Run through the maap_runtime/register_all.ipynb notebook to register the new algorithm you just created. This will cause DPS to:
- Checkout your branch from remote
- Build a new DPS image that has the code from your branch installed on it
- Return a log response including a job_web_url, which you can use to watch the image build in GitLab CI/CD and troubleshoot any problems
Once the image has built successfully, it will be available on DPS. You can then use it via the manual v3 action on GitHub Actions as described above. However, a few changes are needed:
- Use the workflow from your feature branch, not the main branch.
- Make sure to input the changed algorithm name you created in algorithm_config.yaml.
- Input your branch name instead of the latest version number in the “Branch name or version tag” field.

How DPS Jobs Pick Up Custom Settings For Your Region

There are several settings, such as EPSG code, that need to be changed depending on the region for which we are running FEDS. The default settings are those stored in FireConsts.py:Settings. Most custom regions will require some changes to these default settings.

The settings used to run a given region regnm on DPS are defined in a .env file stored in the Settings.PREPROCESSED_DIR/${regnm} folder. If there is no such file here, the default settings are used.

Note

Settings.PREPROCESSED_DIR points to s3://maap-ops-workspace/shared/gsfc_landslides/FEDSpreprocessed in our current production setup. You can see existing regions there.
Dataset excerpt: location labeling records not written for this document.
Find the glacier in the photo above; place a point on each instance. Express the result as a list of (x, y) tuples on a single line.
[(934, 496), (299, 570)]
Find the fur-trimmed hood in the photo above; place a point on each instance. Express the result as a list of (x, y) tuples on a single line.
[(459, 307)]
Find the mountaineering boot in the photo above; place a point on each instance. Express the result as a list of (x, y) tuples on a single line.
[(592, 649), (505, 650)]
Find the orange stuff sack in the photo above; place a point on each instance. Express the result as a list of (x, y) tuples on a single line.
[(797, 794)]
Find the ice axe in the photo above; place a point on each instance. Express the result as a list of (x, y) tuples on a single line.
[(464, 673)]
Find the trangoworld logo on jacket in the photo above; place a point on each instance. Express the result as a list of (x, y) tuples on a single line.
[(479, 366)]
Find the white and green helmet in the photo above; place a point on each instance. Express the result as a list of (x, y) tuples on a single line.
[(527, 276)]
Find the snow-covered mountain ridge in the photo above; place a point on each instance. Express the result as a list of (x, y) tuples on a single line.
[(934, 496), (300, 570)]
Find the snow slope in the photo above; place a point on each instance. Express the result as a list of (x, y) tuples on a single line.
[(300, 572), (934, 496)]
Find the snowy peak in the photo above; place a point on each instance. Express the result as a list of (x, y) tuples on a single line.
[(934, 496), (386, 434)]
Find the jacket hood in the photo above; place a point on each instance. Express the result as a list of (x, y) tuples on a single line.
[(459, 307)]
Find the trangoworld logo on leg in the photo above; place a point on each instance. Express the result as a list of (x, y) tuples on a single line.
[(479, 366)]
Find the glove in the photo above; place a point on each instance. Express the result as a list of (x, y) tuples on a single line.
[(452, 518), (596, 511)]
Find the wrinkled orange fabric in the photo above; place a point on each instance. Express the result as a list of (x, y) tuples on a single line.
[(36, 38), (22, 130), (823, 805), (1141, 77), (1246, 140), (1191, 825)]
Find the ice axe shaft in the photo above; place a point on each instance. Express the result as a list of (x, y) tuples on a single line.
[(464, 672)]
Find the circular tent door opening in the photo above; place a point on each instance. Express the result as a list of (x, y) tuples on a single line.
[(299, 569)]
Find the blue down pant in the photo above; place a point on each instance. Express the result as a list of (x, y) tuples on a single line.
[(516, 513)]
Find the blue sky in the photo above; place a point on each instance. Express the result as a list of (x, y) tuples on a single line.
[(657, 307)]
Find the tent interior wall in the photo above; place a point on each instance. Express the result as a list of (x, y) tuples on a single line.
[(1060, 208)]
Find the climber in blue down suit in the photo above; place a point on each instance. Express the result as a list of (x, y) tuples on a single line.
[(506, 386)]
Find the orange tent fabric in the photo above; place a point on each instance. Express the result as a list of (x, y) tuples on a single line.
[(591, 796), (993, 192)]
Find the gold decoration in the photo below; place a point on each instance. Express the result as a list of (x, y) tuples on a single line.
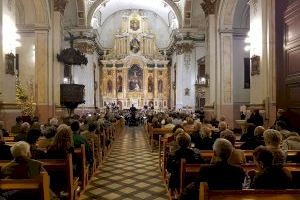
[(60, 5), (184, 48), (23, 99), (85, 47), (209, 7)]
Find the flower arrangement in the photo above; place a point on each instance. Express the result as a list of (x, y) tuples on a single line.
[(23, 99)]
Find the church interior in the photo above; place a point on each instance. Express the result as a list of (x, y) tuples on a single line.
[(139, 93)]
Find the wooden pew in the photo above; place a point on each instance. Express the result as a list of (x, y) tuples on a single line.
[(80, 153), (9, 139), (63, 165), (41, 183), (192, 170), (206, 194)]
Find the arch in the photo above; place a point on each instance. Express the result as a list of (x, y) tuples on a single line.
[(29, 12), (97, 3), (109, 86)]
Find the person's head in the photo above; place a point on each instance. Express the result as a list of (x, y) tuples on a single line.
[(50, 133), (263, 157), (33, 136), (272, 138), (75, 126), (250, 129), (25, 127), (169, 120), (259, 131), (206, 132), (197, 126), (92, 127), (281, 125), (53, 122), (228, 135), (222, 149), (1, 124), (19, 120), (20, 150), (63, 139), (189, 120), (222, 126), (183, 140), (177, 127)]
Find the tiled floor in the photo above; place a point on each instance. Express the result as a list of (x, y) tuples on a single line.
[(129, 173)]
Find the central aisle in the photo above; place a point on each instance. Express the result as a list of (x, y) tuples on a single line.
[(130, 171)]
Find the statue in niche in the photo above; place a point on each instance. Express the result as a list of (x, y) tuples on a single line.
[(120, 84), (150, 84), (134, 45), (160, 86), (109, 86), (135, 24), (135, 78)]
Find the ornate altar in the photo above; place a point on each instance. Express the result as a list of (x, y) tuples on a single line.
[(135, 71)]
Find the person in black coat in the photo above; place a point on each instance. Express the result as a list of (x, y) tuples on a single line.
[(174, 159), (220, 176)]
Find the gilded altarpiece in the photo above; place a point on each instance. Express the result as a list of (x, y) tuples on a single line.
[(135, 71)]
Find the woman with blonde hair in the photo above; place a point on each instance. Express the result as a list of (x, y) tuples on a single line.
[(62, 143), (273, 140)]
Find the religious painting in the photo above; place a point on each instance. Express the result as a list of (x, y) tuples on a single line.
[(134, 24), (150, 84), (160, 86), (10, 63), (120, 84), (135, 45), (255, 65), (135, 78), (109, 86)]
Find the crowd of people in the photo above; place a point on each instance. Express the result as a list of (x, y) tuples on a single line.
[(53, 140), (269, 147)]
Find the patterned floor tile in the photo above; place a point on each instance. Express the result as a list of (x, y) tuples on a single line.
[(130, 172)]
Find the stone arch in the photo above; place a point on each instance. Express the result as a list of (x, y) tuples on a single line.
[(32, 12), (97, 3), (230, 22)]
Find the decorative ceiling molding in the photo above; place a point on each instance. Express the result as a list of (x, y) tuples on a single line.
[(60, 5), (209, 7), (185, 47)]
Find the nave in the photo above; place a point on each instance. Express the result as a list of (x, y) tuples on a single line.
[(130, 172)]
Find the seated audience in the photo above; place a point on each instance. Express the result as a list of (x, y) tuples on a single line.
[(3, 131), (22, 167), (269, 176), (45, 141), (249, 134), (281, 126), (22, 135), (168, 123), (32, 138), (237, 156), (220, 176), (292, 142), (273, 139), (206, 141), (16, 129), (79, 139), (257, 140), (5, 153), (92, 138), (174, 159)]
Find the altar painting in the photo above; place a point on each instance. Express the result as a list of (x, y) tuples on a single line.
[(135, 78)]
A couple points will describe how this all works:

We use the package pydantic-settings in the fireatlas code to manage our settings. If you look at the class declaration in FireConsts.py you’ll see this piece of config below. This tells us a few different things:
```
class Settings(BaseSettings):
# read in all env vars prefixed with `FEDS_` they can be in a .env file
model_config = {
    "env_file": ".env",
    "extra": "ignore",
    "env_prefix": "FEDS_",
}
```
- if there is a .env file available read it and use the key/values there to override any defaults listed in this class
- if there are variables in the .env file that are not declared in this class do not use them
- everything in the .env that will act as an override is prefixed with FEDS_ (so to override LOCAL_PATH in the .env you would declare FEDS_LOCAL_PATH=<value>)
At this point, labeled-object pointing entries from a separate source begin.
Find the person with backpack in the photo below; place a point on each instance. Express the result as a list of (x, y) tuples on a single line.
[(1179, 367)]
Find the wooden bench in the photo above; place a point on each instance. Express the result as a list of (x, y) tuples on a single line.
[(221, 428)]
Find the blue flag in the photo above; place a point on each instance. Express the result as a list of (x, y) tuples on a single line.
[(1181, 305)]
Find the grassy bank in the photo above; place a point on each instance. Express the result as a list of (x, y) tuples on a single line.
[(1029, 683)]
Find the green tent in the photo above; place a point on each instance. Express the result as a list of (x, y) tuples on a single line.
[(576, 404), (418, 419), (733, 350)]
All DPS jobs are kicked off via the /maap_runtime/run_dps_cli.sh script. In that file there’s a single function and line that attempts (and gracefully exists) to bring over the .env file for a DPS run:

# TODO: this will have to be changed to be passed dynamically once we want to use other s3 buckets
copy_s3_object "s3://maap-ops-workspace/shared/gsfc_landslides/FEDSpreprocessed/${regnm}/.env" ../fireatlas/.env

Any imports of the fireatlas package should now have these overrides included in calls to python FireRunDaskCoordinator.py.